The Green Party of Canada has released a partially costed breakdown of platform commitments, saying a government headed by Annamie Paul would deliver $210 billion in new spending over the next five years, with no plan to return to budgetary balance before then.

The Greens say that their fiscal plan will reduce the “nominal deficit” to less than $30 billion a year, if the economy continues to grow. 

According to documents released by the party, the Parliamentary Budget Officer (PBO) provided a costing of only some of the party’s promises, leaving two of the biggest programs; long-term care reform and pharmacare, off the list. 

The Greens provided their own costing of those programs, saying they will cost $107 billion over the next five years, with $68.5 going toward reforming long-term care and $38.5 billion going toward a new pharmacare program. 

The Green platform promises to implement a universal pharmacare program and to create a universal long-term-care system that would be governed by national standards of care under the Canada Health Act.

The platform also promises to introduce a guaranteed livable income that “would provide every Canadian with a basic revenue source, ensuring that people can cover basic expenses such as food and accommodation.” 

The partial costing of the Green platform promises comes on the last day of the election campaign and only 20 minutes before Paul, in British Columbia for the day,  appeared at a press conference in Victoria. 

Party to pay for programs with new tax

The costing document does not, however, provide a cost for a guaranteed livable income by either the PBO or the party, raising questions about how it  would maintain the fiscal discipline required to reduce the deficit to the target of $30 billion. 

The PBO did provide details of what it would cost to cancel all student debt and to provide free post-secondary education to all Canadians:  $66 billion over five years, with $17.3 of that coming in 2021-22.

The PBO also said that funding the Green childcare and early education program would cost $10.6 billion over five years that it would spend another 9.2 on the Green Climate Fund. 

While these programs are costed on a yearly basis, it remains unclear when they would be rolled out across the country. 

The party says that pharmacare, a guaranteed livable income and tuition-free post-secondary education are going to be tied to “Canada’s future economic outlook” and “expected additional revenues through tax-raising measures,” when conditions permit. 

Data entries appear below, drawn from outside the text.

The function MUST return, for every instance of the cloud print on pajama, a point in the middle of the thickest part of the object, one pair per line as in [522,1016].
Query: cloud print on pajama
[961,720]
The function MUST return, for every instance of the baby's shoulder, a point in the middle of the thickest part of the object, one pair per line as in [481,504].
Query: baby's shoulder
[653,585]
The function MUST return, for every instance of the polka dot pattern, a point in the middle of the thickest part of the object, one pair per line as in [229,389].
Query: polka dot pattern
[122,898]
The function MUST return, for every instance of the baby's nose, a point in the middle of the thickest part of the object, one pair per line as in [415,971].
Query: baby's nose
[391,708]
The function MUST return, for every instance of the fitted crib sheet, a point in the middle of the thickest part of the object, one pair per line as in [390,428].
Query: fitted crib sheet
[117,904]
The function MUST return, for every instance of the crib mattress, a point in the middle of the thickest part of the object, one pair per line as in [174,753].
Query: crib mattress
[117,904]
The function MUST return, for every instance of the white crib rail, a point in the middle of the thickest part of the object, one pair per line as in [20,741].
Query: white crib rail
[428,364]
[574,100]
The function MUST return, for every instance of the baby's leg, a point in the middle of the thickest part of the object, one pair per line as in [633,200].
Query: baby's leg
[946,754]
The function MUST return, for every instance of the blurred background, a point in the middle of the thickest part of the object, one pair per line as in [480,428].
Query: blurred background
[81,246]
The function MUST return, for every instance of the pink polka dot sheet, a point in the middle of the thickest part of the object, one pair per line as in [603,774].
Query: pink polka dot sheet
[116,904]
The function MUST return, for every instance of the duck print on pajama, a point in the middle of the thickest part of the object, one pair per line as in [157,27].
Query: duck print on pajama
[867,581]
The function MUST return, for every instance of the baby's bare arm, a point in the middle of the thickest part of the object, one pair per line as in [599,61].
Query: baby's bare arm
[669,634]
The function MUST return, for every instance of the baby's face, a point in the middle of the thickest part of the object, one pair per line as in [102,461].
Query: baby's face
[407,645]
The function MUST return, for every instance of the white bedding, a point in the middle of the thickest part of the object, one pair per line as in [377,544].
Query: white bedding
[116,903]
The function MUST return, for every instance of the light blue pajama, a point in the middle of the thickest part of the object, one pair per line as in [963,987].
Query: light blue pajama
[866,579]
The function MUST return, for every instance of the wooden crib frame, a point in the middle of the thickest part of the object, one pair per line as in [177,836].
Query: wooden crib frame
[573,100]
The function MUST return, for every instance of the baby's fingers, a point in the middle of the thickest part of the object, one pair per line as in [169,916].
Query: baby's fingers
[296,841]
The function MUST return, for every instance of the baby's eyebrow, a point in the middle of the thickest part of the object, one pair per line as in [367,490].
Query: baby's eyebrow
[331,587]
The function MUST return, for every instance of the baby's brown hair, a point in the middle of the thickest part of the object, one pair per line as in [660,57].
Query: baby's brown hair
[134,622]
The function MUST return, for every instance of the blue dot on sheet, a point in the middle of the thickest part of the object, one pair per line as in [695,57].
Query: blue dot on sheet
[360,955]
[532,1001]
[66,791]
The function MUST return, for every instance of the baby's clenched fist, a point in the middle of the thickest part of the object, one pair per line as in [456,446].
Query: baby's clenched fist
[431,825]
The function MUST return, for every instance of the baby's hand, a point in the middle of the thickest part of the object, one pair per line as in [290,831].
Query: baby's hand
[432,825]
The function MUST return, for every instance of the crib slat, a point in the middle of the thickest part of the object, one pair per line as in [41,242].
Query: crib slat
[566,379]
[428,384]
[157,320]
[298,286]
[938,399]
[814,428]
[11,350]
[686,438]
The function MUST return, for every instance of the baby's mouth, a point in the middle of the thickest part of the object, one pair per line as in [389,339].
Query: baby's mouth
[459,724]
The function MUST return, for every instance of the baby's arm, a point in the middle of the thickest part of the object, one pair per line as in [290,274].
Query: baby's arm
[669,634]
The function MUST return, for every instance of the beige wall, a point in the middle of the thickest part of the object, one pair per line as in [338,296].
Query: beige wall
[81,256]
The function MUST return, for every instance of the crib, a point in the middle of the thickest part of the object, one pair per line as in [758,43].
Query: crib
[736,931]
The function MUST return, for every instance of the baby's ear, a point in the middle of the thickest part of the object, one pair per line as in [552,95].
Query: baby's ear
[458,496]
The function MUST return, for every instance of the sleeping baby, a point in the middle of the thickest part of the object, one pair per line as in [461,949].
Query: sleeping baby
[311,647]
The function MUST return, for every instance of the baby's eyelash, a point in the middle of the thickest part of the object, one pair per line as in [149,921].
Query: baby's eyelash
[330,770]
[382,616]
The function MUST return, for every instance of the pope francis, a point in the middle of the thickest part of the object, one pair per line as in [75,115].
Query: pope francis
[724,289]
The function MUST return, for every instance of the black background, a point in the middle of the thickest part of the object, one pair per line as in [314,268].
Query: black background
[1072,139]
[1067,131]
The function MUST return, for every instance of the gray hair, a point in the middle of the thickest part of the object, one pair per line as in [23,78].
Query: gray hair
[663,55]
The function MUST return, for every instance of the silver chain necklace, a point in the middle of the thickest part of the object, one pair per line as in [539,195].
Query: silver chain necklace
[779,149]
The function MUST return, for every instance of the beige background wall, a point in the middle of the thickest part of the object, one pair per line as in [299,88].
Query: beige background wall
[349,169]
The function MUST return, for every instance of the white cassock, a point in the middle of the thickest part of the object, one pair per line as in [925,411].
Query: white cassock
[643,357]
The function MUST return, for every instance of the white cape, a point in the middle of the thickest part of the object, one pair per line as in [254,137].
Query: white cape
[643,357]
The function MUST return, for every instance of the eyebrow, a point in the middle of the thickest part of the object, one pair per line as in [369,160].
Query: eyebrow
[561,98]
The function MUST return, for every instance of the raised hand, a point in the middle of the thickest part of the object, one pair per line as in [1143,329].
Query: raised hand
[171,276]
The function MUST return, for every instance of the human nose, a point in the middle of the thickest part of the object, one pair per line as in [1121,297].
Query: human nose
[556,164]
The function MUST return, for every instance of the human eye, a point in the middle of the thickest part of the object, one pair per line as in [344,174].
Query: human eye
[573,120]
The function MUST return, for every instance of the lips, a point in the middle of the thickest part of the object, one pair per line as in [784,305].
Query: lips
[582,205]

“The proposed policy shifts in the Green Party of Canada’s platform will be implemented over time in a way that will not undermine fiscal sustainability for federal and provincial and territorial governments,” it said.

The party says it will pay for this new spending by imposing a 0.5 per cent tax on all financial transactions in Canada, raising what the PBO says would be $146 billion over the next five years. 

The PBO says the party will also bring in $11.7 billion over five years by eliminating tax deductions and incentives for the oil and gas sector.